Afra Shopping Mall
- Location: Khartoum, Sudan
- Coordinates: 15°33′34″N 32°33′18″E﻿ / ﻿15.5594°N 32.5549°E
- Opening date: January 2004
- Management: Bullary LLC
- Owner: MZK
- No. of stores and services: 100
- Total retail floor area: 480,000 square feet (45,000 m^{2})
- No. of floors: 3 floors
- Parking: 380 places
- Website: www.afrasd.com

= Afra Mall =

Afra Mall (مركز عفراء التجاري) was a shopping mall in Khartoum, Sudan. It opened in 2004 and was the first shopping mall in the country.
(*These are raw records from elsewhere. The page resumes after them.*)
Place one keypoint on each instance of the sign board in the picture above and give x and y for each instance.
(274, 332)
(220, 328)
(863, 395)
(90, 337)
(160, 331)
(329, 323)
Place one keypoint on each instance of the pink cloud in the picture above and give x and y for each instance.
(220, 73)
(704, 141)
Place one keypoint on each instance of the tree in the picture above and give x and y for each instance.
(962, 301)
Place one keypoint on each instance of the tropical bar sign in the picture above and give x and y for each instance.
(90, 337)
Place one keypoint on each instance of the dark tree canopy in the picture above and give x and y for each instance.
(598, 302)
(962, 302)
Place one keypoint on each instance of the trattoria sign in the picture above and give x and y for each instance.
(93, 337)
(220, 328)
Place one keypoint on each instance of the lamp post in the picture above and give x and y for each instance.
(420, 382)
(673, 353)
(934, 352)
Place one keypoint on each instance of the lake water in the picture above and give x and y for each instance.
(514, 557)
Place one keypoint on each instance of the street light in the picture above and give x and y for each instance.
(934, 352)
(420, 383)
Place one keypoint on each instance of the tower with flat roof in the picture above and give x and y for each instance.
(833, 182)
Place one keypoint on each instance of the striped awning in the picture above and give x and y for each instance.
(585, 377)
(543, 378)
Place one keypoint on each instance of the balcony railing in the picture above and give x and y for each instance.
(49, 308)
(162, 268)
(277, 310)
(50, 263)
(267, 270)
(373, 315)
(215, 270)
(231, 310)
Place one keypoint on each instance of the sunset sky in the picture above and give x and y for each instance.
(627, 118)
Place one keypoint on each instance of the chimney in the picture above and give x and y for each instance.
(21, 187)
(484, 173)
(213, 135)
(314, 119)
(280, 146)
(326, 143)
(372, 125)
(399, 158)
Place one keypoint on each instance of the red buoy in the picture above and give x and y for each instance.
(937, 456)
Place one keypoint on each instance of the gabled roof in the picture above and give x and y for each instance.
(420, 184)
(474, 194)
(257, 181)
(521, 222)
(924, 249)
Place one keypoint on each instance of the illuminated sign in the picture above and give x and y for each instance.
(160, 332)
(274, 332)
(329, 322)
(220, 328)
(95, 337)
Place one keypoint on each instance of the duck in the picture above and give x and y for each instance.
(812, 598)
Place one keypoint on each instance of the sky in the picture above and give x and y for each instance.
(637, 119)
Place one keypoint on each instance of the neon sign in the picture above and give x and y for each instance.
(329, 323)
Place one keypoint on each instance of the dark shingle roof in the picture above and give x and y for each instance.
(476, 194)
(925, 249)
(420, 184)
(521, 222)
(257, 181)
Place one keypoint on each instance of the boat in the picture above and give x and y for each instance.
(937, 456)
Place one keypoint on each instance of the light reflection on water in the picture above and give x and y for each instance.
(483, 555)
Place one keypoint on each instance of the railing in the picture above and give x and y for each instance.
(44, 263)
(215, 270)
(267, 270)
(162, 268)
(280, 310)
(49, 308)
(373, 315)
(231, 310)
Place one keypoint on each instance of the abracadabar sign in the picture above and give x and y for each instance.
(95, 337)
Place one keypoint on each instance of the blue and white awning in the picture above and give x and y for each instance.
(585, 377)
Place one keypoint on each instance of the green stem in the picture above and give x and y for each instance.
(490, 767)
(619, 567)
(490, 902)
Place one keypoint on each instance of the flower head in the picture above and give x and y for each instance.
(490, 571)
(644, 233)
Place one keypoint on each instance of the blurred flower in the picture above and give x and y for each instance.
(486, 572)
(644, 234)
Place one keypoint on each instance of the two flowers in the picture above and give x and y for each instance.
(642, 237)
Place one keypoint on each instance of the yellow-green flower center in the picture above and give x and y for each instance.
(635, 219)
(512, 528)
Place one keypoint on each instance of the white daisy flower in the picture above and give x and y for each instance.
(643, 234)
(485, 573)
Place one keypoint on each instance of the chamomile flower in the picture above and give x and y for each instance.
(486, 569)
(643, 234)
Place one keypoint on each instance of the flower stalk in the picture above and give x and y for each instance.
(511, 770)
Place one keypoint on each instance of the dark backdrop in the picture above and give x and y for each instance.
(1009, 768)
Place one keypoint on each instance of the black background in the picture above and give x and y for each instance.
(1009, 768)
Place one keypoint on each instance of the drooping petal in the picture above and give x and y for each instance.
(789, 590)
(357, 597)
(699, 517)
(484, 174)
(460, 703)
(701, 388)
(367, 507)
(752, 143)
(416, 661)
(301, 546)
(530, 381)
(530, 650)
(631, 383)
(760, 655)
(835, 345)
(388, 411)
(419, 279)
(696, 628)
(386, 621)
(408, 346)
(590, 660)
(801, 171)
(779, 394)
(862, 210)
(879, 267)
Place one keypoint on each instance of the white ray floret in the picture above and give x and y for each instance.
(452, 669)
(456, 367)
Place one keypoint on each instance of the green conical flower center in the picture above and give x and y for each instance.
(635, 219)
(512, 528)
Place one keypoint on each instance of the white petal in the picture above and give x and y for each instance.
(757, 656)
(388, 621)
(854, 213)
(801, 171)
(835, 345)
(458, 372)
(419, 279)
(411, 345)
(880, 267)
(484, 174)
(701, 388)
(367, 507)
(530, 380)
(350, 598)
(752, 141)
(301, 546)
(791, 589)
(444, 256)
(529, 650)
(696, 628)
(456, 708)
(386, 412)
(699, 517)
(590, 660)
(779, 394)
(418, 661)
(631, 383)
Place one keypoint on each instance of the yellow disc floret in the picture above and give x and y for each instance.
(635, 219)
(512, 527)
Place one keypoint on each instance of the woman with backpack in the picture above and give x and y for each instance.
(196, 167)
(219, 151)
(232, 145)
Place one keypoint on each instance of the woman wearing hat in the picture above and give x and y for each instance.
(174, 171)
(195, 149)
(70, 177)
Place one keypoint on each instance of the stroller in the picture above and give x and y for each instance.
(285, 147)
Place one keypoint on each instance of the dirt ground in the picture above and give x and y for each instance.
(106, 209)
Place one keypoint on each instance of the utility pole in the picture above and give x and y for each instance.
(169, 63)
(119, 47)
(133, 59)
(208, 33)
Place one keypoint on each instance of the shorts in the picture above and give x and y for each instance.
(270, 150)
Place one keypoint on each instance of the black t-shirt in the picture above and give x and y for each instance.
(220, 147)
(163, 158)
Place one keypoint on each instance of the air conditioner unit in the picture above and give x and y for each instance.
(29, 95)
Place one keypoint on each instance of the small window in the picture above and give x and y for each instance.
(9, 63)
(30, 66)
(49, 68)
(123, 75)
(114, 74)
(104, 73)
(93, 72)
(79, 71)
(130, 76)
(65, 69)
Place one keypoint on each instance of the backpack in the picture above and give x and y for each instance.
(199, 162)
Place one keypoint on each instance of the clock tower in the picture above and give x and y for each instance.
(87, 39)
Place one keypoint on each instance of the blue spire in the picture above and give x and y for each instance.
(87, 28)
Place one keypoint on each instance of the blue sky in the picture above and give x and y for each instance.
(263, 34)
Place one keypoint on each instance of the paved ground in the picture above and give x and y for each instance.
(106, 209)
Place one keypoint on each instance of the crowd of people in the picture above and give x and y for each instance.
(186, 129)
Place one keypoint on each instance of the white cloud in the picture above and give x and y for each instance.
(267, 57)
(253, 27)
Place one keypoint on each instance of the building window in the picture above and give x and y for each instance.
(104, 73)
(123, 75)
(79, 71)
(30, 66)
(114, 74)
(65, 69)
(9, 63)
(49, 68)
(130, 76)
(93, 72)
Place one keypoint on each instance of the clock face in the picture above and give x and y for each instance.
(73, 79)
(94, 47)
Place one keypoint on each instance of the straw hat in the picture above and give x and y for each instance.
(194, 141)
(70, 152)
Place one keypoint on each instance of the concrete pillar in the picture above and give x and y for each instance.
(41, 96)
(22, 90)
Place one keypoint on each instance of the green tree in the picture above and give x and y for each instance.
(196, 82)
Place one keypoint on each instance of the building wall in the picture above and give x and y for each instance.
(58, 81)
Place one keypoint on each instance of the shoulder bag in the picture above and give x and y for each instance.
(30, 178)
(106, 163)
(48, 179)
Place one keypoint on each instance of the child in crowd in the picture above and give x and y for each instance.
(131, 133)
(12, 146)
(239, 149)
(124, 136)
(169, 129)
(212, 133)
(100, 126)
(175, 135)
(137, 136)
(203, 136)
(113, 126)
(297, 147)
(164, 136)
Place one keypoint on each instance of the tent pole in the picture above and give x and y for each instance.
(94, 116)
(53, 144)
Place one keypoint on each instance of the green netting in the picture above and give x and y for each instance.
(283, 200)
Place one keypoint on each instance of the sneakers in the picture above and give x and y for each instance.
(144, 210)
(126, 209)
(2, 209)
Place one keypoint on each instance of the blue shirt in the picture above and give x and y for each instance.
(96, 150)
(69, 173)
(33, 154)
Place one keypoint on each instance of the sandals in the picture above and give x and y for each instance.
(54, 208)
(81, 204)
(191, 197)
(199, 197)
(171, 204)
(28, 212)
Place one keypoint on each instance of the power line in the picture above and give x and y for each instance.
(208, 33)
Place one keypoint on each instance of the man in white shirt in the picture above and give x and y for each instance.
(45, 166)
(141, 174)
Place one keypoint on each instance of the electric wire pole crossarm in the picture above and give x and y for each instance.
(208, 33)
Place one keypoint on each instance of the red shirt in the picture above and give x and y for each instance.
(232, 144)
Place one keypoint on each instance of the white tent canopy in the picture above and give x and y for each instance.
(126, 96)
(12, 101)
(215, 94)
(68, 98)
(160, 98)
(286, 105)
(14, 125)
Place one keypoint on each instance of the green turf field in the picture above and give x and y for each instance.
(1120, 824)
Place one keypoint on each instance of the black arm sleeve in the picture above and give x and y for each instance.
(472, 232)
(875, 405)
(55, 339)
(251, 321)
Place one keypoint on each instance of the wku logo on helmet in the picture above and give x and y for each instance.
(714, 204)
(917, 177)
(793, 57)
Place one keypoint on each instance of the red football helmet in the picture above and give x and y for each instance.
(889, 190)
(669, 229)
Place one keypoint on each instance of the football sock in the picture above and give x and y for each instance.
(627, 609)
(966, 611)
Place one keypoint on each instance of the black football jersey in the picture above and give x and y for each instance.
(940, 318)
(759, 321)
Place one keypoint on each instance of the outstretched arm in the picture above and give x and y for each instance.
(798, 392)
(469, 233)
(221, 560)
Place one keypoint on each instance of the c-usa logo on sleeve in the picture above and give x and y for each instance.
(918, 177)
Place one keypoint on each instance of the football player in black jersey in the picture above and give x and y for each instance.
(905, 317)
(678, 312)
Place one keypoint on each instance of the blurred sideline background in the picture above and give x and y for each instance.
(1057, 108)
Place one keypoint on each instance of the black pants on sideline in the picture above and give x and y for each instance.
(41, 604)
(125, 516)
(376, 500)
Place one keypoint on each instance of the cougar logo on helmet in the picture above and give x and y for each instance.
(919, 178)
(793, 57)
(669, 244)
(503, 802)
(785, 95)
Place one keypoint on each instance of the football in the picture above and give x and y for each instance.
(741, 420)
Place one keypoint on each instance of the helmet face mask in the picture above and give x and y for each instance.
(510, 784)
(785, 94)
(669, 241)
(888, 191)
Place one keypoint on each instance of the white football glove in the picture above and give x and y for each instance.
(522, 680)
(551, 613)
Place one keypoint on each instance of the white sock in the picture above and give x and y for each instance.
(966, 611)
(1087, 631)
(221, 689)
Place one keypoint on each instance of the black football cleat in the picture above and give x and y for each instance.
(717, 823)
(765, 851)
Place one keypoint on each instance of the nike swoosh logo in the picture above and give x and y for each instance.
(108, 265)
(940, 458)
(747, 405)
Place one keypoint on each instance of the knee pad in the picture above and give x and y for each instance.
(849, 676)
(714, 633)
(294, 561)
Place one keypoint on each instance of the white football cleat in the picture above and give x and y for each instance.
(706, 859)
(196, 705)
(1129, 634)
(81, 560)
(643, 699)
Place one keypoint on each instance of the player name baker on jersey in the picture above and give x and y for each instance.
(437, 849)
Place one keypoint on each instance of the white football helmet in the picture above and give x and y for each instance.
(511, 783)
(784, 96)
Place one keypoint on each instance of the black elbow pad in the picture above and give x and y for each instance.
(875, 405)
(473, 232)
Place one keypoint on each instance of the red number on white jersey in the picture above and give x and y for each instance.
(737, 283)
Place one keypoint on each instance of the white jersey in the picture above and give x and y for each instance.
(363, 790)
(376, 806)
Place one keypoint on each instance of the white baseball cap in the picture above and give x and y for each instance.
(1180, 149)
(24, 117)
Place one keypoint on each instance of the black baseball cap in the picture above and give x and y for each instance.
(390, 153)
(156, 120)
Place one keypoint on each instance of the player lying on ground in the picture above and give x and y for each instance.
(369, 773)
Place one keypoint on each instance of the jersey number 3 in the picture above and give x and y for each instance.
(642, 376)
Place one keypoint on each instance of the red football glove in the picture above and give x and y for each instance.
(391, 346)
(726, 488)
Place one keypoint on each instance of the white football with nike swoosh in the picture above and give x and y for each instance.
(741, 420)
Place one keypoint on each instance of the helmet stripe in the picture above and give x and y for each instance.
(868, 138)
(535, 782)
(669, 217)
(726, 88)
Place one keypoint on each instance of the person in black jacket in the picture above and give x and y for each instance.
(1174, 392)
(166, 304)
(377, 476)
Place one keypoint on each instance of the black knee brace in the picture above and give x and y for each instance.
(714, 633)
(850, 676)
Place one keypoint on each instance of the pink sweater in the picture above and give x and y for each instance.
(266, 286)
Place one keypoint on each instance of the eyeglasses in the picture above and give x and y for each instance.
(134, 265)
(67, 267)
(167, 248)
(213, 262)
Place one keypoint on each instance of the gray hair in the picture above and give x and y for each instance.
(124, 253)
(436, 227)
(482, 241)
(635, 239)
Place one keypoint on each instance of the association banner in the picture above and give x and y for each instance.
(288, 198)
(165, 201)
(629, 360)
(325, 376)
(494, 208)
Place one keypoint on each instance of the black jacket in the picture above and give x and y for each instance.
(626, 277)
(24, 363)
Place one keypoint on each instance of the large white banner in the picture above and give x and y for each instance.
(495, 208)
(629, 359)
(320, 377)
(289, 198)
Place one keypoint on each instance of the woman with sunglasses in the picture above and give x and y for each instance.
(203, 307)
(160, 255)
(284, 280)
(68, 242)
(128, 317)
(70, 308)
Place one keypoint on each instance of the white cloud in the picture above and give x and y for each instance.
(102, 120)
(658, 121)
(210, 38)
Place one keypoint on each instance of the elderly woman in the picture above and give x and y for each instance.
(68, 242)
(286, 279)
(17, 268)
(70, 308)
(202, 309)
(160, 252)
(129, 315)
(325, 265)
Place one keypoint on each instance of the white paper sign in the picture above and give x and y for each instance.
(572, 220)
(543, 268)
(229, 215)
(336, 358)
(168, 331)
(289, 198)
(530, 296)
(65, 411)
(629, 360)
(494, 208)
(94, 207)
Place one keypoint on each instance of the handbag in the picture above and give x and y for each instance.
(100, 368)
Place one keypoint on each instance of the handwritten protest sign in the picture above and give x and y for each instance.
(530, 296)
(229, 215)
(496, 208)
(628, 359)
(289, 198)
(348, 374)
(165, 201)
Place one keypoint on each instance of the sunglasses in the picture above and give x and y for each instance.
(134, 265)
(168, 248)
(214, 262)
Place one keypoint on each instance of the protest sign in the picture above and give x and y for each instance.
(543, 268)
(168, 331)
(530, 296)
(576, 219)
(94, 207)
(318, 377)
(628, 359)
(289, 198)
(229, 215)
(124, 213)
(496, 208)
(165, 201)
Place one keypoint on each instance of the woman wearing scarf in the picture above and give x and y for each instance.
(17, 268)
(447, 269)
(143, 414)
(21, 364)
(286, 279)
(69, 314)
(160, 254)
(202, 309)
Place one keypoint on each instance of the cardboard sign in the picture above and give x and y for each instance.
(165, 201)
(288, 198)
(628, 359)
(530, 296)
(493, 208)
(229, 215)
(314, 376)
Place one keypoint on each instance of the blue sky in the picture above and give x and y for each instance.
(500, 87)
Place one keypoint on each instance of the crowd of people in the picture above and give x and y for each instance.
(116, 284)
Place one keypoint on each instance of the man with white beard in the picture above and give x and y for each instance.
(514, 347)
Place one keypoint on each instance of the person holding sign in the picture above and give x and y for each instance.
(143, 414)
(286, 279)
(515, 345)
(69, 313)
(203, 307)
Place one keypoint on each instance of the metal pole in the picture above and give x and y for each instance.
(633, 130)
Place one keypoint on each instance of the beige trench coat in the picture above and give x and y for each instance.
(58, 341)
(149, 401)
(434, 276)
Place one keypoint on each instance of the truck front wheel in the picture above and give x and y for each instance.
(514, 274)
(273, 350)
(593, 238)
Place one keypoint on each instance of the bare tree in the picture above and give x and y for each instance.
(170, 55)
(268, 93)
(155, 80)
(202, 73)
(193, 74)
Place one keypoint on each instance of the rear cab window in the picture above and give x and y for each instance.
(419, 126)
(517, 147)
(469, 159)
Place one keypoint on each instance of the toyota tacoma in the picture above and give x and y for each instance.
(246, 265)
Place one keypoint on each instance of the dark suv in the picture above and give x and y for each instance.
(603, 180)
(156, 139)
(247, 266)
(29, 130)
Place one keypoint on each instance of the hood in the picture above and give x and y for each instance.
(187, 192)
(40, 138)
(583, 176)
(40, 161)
The mall was two stories and had an area of 45000 m2. It contains a hypermarket, a movie theater, an ice-skating rink, an internet cafe, a food court, currency exchanges, and a variety of shops.

==History==

A substantial portion of the shopping center burned in early May 2012; the mall was subsequently renovated.

During the early weeks of the Sudanese civil war (2023–present), the mall's stores were subject to heavy looting and destruction, including luxury goods, phones, and electronics. The mall was later engulfed in a fire and destroyed by shelling, with the RSF and SAF claiming that the other side had destroyed it.